You are viewing a plain text version of this content. The canonical link for it is here.
Posted to commits@arrow.apache.org by al...@apache.org on 2023/05/30 12:53:26 UTC
[arrow-rs] branch master updated: Add Builder style APIs and docs for `FlightData`,` FlightInfo`, `FlightEndpoint`, `Locaation` and `Ticket` (#4294)
This is an automated email from the ASF dual-hosted git repository.
alamb pushed a commit to branch master
in repository https://gitbox.apache.org/repos/asf/arrow-rs.git
The following commit(s) were added to refs/heads/master by this push:
new 1b409a184 Add Builder style APIs and docs for `FlightData`,` FlightInfo`, `FlightEndpoint`, `Locaation` and `Ticket` (#4294)
1b409a184 is described below
commit 1b409a184f114c0b4a21f6f50081310d30ed0eaf
Author: Andrew Lamb <an...@nerdnetworks.org>
AuthorDate: Tue May 30 08:53:20 2023 -0400
Add Builder style APIs and docs for `FlightData`,` FlightInfo`, `FlightEndpoint`, `Locaation` and `Ticket` (#4294)
* Add Builder style APIs and docs for FlightData, FlightInfo, FlightEndpoint, Locaation and Ticket
* fix and clippy
* Rename `FlightInfo::with_schema` to `FlightInfo::try_with_schema`
---
arrow-flight/examples/flight_sql_server.rs | 62 ++------
arrow-flight/src/lib.rs | 221 ++++++++++++++++++++++++----
arrow-flight/tests/flight_sql_client_cli.rs | 64 ++++----
3 files changed, 232 insertions(+), 115 deletions(-)
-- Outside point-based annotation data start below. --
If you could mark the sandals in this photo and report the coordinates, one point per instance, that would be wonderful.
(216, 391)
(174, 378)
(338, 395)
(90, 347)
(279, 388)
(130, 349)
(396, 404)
diff --git a/arrow-flight/examples/flight_sql_server.rs b/arrow-flight/examples/flight_sql_server.rs
index 27ae5d854..783e0bf5b 100644
--- a/arrow-flight/examples/flight_sql_server.rs
+++ b/arrow-flight/examples/flight_sql_server.rs
@@ -29,7 +29,6 @@ use tonic::{Request, Response, Status, Streaming};
use arrow_array::builder::StringBuilder;
use arrow_array::{ArrayRef, RecordBatch};
use arrow_flight::encode::FlightDataEncoderBuilder;
-use arrow_flight::flight_descriptor::DescriptorType;
use arrow_flight::sql::sql_info::SqlInfoList;
use arrow_flight::sql::{
server::FlightSqlService, ActionBeginSavepointRequest, ActionBeginSavepointResult,
@@ -222,26 +221,15 @@ impl FlightSqlService for FlightSqlServiceImpl {
ticket: Some(ticket),
location: vec![loc],
};
- let endpoints = vec![endpoint];
+ let info = FlightInfo::new()
+ .try_with_schema(&schema)
+ .map_err(|e| status!("Unable to serialize schema", e))?
+ .with_descriptor(FlightDescriptor::new_cmd(vec![]))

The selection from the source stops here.